An article appearing in Pediatrics, from Daniel Horton, and - full disclosure - several of my former Penn colleagues - links antibiotic exposure in childhood to the subsequent development of JIA.
The researchers used the huge Health Improvement Network dataset, which captures much of the primary care activities that go on in the United Kingdom. Examining over 140,000 children, they found 152 cases of JIA, and matched them based on age and gender to 10 controls each. The bottom line? 88% of cases had been exposed to antibiotics. 75% of controls had been exposed.
Of course, you get antibiotics for infections. And cases were more likely to have infections as well: 93% versus 85%. A question and an observation, then. Question: is it the infection that causes the JIA and the antibiotics are just a bystander? Observation: man, we give a lot of antibiotics to kids.

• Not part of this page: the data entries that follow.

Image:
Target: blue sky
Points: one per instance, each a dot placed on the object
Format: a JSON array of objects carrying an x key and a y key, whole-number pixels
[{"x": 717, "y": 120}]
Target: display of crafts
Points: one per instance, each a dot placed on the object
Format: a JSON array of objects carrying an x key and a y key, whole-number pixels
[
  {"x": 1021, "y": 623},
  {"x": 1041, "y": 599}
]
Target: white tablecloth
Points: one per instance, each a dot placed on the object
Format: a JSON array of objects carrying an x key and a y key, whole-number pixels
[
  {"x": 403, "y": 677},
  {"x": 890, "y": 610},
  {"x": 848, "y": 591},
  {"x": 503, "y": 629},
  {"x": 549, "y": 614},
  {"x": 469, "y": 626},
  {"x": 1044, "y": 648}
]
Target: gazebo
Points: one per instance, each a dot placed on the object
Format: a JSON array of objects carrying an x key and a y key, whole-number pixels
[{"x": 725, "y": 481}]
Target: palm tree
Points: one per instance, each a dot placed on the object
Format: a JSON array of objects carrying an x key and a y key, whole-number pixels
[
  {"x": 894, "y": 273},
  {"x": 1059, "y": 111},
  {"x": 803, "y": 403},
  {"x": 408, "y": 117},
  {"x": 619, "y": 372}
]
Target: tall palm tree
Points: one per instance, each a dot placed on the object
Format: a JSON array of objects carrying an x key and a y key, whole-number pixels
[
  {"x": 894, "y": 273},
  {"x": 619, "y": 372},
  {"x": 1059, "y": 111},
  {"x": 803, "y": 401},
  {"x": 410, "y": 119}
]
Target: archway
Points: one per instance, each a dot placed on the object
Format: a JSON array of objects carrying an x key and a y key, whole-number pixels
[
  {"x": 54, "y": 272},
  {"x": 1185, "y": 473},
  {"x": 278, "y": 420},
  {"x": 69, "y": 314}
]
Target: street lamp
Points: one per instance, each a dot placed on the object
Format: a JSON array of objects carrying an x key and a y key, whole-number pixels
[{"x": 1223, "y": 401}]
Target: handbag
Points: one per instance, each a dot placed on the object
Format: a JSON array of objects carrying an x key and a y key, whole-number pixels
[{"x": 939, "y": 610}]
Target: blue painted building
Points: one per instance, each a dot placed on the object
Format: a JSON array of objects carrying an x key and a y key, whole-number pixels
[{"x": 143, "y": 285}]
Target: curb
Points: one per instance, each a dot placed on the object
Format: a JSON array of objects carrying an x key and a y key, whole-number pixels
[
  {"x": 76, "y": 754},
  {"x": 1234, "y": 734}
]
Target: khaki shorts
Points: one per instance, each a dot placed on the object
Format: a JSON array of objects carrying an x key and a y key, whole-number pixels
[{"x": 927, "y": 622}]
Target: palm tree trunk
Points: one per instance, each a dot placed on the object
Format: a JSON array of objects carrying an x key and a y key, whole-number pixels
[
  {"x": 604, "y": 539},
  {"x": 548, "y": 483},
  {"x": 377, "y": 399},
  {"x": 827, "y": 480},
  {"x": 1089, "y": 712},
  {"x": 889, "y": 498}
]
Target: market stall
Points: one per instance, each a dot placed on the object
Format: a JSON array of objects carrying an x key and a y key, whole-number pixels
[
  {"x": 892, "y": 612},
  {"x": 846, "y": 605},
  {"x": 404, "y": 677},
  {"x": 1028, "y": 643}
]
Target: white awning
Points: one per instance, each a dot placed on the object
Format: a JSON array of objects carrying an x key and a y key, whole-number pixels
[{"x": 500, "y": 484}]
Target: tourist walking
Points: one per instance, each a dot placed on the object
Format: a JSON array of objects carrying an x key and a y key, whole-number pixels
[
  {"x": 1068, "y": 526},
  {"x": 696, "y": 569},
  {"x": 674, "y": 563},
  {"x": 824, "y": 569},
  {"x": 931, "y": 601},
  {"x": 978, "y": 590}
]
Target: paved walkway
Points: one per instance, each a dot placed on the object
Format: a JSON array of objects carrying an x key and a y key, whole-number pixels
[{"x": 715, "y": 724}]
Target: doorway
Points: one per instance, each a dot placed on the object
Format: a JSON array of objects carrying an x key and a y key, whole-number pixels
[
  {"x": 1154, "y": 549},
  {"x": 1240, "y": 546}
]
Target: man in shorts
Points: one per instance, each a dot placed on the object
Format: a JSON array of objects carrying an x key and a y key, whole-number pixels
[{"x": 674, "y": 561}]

The authors did a tremendous job putting the blame on antibiotics here. With multivariable adjustment, infection fell away as a risk factor - antibiotics persisted. There was a dose-response finding as well - more antibiotic courses were associated with higher risk. There was also a temporal component - there was a higher risk of JIA if antibiotics were given within a year of the index date compared to earlier time points. Finally, they tried to rule out reverse causation by considering the diagnosis of JIA whenever the first symptom (like limp or joint pain) appeared.
Bottom line? I believe that this finding is real. Whether the offered explanation - that antibiotics affect the intestinal microflora and alter immunity - is true remains to be seen, of course.
But I want to use this study to illustrate one issue that plagues almost every study of risk factors - and that is a failure to give us a sense of the attributable risk. In other words - how many of the cases of JIA can be explained by antibiotic use, compared to other possible risk factors (like the things that went into the multivariable adjustment)? Can every case of JIA be traced back to some antibiotic exposure? Of course not - but how much of the variation is explained by this variable. Thats the information we need to actually counsel our patients.
One thing this study does is open the door to future research. Given the microflora argument, that research will likely involve a lot of stool collections. And that, my friends, is why Im occasionally glad that Im a nephrologist.